Jamie Oliver is a household name in the US, something assisted by regular appearances on Oprah. He is prominent in celebrity endorsements, eg in Australia for Yalumba wines. In the UK his endorsements are in favour of Sainsbury's (an endorsement estimated to be worth £1m) and an Italian food range of artichokes, anchovies, capers, pesto, pasta sauces and infused olive oils.

Magazine writing is a very common commercial interest of celebrity chefs, eg Nigella Lawson and Bill Granger both write for the ABC's Delicious magazine.

5. Clean up

The final step of the recipe for making a high net worth celebrity chef is to clean up.

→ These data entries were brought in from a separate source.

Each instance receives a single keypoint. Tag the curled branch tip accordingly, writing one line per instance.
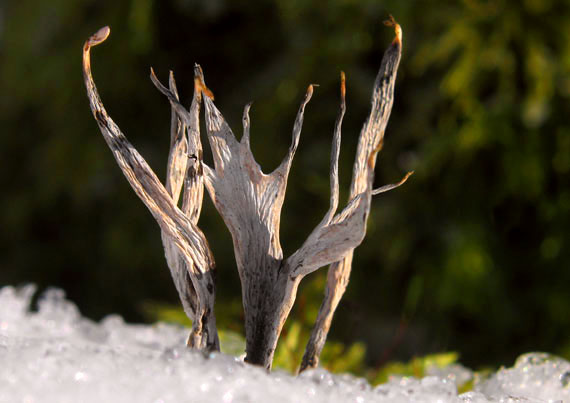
(98, 37)
(386, 188)
(391, 22)
(199, 84)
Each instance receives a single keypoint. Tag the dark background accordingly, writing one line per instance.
(471, 255)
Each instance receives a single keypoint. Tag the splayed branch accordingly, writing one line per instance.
(250, 204)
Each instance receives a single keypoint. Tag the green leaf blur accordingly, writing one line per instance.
(470, 255)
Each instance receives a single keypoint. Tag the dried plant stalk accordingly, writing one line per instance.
(371, 136)
(179, 230)
(250, 203)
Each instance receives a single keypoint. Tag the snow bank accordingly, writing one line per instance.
(56, 355)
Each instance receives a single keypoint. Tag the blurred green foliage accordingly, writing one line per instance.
(471, 255)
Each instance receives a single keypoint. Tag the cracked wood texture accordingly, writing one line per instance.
(194, 276)
(250, 204)
(371, 136)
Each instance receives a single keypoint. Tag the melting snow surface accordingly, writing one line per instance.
(56, 355)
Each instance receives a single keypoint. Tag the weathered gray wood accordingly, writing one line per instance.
(250, 203)
(183, 233)
(371, 137)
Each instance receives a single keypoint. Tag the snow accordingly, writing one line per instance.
(56, 355)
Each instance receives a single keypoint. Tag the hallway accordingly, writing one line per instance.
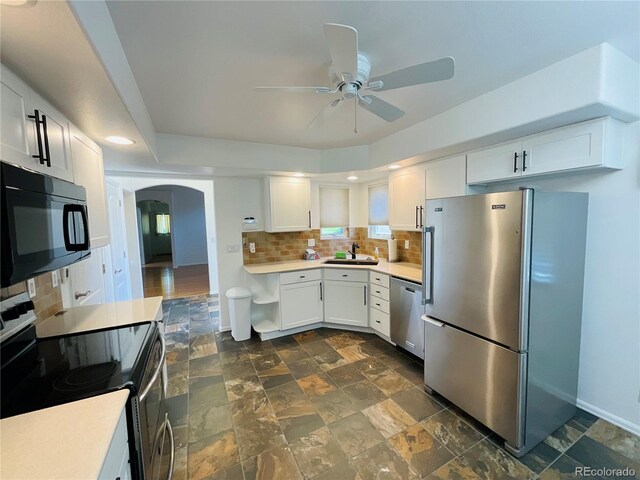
(160, 279)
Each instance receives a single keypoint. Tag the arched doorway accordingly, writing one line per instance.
(172, 235)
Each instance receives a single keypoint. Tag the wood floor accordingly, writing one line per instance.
(163, 280)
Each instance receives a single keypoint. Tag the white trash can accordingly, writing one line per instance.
(240, 312)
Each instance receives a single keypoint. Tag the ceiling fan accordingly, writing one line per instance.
(349, 73)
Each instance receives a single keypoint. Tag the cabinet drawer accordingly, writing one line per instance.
(300, 276)
(378, 303)
(380, 321)
(345, 275)
(379, 279)
(380, 292)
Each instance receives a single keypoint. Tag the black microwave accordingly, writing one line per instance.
(44, 224)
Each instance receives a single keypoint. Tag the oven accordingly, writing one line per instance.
(153, 432)
(44, 224)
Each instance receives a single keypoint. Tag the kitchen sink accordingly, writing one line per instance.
(349, 261)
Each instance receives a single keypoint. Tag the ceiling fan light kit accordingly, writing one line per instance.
(349, 72)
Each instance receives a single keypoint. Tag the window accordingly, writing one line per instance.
(380, 231)
(333, 232)
(379, 211)
(163, 224)
(334, 212)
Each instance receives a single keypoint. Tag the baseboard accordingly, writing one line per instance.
(609, 417)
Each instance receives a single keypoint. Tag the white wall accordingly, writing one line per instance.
(235, 198)
(609, 379)
(134, 183)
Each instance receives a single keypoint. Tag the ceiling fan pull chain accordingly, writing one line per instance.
(355, 115)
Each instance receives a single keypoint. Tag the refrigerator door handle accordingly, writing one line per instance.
(432, 321)
(427, 280)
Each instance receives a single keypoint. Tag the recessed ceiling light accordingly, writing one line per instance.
(119, 140)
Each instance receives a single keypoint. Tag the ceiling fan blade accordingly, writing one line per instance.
(325, 113)
(343, 49)
(418, 74)
(295, 89)
(379, 107)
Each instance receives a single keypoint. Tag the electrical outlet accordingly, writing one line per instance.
(31, 286)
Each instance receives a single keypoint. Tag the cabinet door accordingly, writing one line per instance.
(346, 303)
(301, 304)
(446, 177)
(117, 230)
(496, 163)
(568, 148)
(88, 172)
(58, 138)
(87, 280)
(289, 204)
(406, 197)
(13, 115)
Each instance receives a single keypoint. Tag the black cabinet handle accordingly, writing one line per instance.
(41, 152)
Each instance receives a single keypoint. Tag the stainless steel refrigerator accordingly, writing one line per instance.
(502, 288)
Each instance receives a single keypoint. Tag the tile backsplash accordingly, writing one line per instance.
(278, 247)
(48, 299)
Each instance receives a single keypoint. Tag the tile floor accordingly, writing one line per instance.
(337, 405)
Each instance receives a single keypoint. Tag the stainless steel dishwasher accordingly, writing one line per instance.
(407, 328)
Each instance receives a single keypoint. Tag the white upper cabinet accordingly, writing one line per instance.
(48, 135)
(496, 163)
(34, 134)
(446, 177)
(88, 171)
(287, 204)
(587, 145)
(13, 115)
(406, 198)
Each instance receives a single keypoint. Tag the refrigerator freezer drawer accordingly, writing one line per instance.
(482, 378)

Here are profiles of three UK chefs that have cleaned up.

· Jamie Oliver, 34, is estimated by The Independent to be worth £58m in August 2006. He has been involved in more than seven series of TV programs and eight books. Oliver invented and sells the Flavour Shaker, a modern version of the pestle and mortar, which crushes herbs and spices.

Gordon Ramsey, 42, is estimated by The Independent to be worth £67m. It notes: 'He now has nine restaurants in London, with four chef patrons (Angela Hartnett, Marcus Wareing, Bjorn van der Horst and Mark Sergeant) and two abroad, in Japan and Dubai - though they are operated by franchisees. A major expansion is planned in the US, with openings in New York and Florida in October.' In the UK Ramsey has had five TV programs and has published 13 books. The Independent also reports that: 'The last available accounts [of Gordon Ramsey Holdings] for the year to August 2004 show turnover of £30m - steeply up from £21m the previous year. Profit after tax was £2.7m, against a £1m loss last time. Directors' fees were £512,000.

Rick Stein, 61, is estimated by The Independent to be worth £36m. Stein has built a seafood empire in the Cornish port of Padstow. It incorporates the £115-a-head Seafood Restaurant, a 33-bed hotel, cookery school, St Petroc's Bistro, Rick Stein's Café, Stein's Fish and Chips shop and a patisserie - all in Padstow. Stein is credited with 11 books and 12 TV series. He has interests in Australia, where his company The Seafood Restaurant (Padstow) has a 1 per cent holding in Tower Lodge winery and resort and a cake company, Palm Beach Cupcakes, run by his partner, the publicist Sarah Burns, in New South Wales. The Independent reports that 'Money from the Padstow empire and media work is funnelled through The Seafood Restaurant (Padstow), which, according to the latest accounts, employs 293 people. ... In the year to April 2005, gross profit rose by 10 per cent, from £2.5m to £2.8m. Dividends and directors' fees totalling £1.5m were paid to the Steins.'

(Addendum) This post was written ahead of time
and forward posted.

Since then I have read a post on The New York Times Blog where Laurent Vernhes recalls the Superstar Chef phenomenon in France and paraphrases Jean-Georges Vongerichten on how, as a Chef away from the stoves, he maintains the quality of his product in multiple venues.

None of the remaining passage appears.